Steve McQueen is back on the big screen this November with “Blitz,” so it only makes sense for him to return to the New York Film Festival, too. The festival announced that McQueen’s latest will close the 62nd edition for its North American premiere at Film At Lincoln Center on October 10. “Blitz” also has its world premiere opening the BFI London Festival the day before on October 9.

READ MORE: ‘Blitz’: Steve McQueen’s WWII Drama Starring Saorsie Ronan To Open 2024 London Film Festival

McQueen’s first feature since year’s “Occupied City” (and first narrative feature since 2018’s “Widows‘) returns him to the WWII era once again, this time taking on the London blitzkrieg by the Germans. As the attack unfolds, Saorsie Ronan‘s working-class single mother Rita becomes separated from her 9-year-old-son, George (newcomer Elliott Heffernan). Told from parallel perspectives, the film charts the mother and son navigating a city under siege to find each other.  Kathy Burke, Benjamin Clémintine, Harris Dickinson, Stephen Graham, Hayley Squires, and Paul Weller also star.

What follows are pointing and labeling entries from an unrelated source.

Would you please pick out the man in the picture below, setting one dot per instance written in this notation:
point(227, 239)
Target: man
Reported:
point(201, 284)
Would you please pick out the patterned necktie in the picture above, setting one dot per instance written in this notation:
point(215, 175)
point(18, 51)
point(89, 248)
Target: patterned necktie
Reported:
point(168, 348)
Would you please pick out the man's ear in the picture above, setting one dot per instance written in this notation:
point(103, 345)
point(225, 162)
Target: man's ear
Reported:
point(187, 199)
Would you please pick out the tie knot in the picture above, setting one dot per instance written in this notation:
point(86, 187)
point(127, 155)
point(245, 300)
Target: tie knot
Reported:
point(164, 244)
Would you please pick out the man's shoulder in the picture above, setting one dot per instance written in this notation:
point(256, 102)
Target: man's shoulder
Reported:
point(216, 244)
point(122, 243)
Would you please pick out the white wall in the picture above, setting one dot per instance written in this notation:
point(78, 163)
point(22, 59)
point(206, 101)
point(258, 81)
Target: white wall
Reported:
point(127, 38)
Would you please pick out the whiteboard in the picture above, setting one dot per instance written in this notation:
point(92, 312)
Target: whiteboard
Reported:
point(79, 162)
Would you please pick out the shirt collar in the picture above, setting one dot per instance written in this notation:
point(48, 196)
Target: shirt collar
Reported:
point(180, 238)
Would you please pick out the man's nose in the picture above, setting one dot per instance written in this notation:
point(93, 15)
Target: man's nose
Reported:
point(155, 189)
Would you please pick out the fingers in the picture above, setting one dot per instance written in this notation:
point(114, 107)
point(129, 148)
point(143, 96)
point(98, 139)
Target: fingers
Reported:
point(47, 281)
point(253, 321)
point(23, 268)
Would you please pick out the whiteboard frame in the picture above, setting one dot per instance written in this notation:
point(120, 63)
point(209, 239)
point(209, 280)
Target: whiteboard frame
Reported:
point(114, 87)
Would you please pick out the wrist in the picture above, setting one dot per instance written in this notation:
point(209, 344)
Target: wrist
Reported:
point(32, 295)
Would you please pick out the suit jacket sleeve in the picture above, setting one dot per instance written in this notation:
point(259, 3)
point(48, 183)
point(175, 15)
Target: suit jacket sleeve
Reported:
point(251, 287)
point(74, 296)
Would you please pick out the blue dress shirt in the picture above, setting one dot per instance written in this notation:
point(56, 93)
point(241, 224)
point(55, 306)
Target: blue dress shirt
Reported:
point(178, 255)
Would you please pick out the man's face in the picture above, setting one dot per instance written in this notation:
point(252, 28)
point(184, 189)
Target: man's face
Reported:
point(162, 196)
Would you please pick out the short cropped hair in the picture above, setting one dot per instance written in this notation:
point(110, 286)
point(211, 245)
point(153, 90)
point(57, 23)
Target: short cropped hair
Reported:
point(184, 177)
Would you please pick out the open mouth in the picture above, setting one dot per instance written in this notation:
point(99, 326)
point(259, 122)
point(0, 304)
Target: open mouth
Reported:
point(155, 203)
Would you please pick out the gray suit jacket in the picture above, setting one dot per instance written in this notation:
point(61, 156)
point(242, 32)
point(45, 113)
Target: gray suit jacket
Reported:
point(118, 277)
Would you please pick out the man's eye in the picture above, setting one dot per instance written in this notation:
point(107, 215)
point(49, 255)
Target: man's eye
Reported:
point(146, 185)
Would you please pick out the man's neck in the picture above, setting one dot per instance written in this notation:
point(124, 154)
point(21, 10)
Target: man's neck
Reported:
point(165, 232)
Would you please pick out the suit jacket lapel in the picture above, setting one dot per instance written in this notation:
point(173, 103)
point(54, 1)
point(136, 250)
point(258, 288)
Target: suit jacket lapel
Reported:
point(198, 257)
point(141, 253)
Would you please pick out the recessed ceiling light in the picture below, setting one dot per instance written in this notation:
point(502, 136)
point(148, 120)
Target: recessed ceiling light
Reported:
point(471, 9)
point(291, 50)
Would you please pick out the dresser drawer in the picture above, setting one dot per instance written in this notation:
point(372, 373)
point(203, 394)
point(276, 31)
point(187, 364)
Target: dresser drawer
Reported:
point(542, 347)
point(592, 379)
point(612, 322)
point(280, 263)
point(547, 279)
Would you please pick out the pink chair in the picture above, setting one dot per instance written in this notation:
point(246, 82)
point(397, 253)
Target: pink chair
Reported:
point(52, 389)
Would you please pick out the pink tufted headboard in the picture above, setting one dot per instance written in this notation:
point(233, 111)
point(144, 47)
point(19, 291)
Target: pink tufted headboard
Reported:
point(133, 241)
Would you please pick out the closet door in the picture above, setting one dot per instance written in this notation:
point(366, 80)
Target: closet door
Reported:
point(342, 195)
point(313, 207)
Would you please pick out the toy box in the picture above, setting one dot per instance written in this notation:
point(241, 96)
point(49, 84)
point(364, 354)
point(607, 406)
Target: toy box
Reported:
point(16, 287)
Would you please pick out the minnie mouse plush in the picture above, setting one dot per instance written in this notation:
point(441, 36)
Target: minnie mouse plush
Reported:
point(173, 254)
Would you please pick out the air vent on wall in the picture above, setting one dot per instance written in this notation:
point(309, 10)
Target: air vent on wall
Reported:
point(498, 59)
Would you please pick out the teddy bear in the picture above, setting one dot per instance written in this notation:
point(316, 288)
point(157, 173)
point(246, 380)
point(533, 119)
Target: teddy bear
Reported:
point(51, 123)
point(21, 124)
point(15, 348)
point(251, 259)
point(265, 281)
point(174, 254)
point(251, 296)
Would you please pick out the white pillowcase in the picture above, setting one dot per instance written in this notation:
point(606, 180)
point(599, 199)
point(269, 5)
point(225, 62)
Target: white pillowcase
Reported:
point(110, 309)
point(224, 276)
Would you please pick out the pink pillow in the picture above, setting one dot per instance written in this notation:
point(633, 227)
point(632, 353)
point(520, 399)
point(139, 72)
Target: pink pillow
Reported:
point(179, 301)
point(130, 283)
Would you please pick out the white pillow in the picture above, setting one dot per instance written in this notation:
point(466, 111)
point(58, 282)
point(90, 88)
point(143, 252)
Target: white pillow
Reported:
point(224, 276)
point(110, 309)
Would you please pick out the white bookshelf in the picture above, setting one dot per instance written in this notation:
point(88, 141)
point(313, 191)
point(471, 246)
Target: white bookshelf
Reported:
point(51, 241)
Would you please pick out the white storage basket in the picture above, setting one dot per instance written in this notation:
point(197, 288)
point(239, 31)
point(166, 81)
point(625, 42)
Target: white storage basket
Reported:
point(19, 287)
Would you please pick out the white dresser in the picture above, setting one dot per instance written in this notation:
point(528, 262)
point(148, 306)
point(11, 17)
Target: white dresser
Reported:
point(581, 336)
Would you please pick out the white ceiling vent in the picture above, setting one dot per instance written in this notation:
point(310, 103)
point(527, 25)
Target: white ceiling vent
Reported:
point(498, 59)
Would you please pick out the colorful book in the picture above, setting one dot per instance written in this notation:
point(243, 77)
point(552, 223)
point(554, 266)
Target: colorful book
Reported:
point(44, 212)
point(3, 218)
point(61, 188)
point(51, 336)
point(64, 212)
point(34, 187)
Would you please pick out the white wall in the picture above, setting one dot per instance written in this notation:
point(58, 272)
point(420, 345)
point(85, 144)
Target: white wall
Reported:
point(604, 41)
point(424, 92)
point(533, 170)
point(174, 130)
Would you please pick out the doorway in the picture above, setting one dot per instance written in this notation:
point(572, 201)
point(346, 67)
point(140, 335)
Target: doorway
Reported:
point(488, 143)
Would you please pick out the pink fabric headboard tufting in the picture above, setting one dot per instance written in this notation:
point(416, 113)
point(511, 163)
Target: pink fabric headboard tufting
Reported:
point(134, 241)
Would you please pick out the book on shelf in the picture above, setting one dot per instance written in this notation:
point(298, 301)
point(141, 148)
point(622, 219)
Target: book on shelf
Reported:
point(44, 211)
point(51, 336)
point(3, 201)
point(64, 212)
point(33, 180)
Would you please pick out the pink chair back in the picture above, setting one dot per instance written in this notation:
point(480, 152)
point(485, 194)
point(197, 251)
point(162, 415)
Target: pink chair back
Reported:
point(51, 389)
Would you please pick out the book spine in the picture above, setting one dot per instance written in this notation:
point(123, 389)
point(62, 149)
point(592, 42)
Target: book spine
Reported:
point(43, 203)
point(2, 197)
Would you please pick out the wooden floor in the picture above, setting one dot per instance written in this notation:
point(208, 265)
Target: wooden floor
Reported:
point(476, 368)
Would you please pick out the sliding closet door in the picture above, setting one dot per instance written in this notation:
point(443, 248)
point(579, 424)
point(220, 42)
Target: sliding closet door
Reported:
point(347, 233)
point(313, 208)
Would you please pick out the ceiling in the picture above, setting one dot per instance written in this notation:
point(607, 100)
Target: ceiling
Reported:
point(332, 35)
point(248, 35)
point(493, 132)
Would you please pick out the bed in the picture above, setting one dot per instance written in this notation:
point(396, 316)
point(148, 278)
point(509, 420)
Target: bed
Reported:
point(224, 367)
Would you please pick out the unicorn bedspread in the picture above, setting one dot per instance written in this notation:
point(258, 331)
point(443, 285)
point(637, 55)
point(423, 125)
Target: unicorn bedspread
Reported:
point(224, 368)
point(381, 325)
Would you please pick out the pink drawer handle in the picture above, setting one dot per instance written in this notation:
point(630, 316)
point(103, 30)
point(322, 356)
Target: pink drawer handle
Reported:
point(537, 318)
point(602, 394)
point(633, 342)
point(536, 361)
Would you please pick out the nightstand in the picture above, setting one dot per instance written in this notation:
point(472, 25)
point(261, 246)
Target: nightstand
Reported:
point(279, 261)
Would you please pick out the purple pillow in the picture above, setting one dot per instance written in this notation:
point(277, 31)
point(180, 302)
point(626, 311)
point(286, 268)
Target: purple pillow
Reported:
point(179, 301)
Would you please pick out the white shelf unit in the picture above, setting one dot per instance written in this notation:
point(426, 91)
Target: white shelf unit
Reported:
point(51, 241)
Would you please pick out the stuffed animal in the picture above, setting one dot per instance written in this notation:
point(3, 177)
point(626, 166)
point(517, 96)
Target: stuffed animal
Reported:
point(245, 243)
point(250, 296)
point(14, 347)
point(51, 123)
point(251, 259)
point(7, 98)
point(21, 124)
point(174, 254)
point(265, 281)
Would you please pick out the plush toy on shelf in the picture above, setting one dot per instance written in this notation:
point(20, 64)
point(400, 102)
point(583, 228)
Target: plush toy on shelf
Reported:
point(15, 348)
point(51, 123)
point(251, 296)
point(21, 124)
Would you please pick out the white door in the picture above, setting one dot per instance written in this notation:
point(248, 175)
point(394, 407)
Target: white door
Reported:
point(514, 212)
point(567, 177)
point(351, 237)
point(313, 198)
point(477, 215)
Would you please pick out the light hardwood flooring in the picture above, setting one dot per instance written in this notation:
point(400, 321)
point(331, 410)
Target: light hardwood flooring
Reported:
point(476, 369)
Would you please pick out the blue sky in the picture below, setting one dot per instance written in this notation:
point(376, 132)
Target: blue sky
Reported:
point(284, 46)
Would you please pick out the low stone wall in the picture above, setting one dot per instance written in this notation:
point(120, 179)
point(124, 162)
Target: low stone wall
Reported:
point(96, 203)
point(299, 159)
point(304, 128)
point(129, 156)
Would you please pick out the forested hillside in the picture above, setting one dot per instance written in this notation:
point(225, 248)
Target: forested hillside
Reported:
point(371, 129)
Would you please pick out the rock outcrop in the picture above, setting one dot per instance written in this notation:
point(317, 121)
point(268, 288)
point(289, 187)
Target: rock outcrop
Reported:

“It is with immense pride, gratitude, and fondness that I’m able to return to the New York Film Festival with “Blitz,”” McQueen said in a press statement. “I’ve been lucky enough to have enjoyed a number of memorable experiences at the festival and with New York audiences, and I’m enormously grateful to have been invited back for Closing Night.” NYFF Artistic Director Dennis Lim also welcomed McQueen back to the festival, describing the film as “a vivid and visceral depiction of life during wartime,” a meticulous historical account that resonates unmistakably with our current age of endless war.”

“Blitz” will be McQueen’s eighth film to screen at NYRR over the years. The Oscar-winning director’s relationship with the festival began in 2008, when his feature debut “Hunger” premiered in 2008. Since then, other McQueen films at NYFF include “Shame,” “12 Years A Slave,” three of the five works from 2021’s “Small Axe,” and “Occupied City.” McQueen also co-directed the three-part series “Uprising” and was a co-producer on “Three Minutes – A Lengthening,” which both screened at NYFF in 202.

A multi-hyphenate visual artist, McQueen has received several prizes for his work over his career, including the Turner Prize in 1999.  His work has been exhibited in major museums around the world. In 2009, he represented Great Britain at the Venice Biennale.

After its festival run this Fall, “Blitz” hits theaters on November 1 before it streams exclusively on Apple TV+ on November 22.  It’s McQueen’s first time working with Apple Original Films.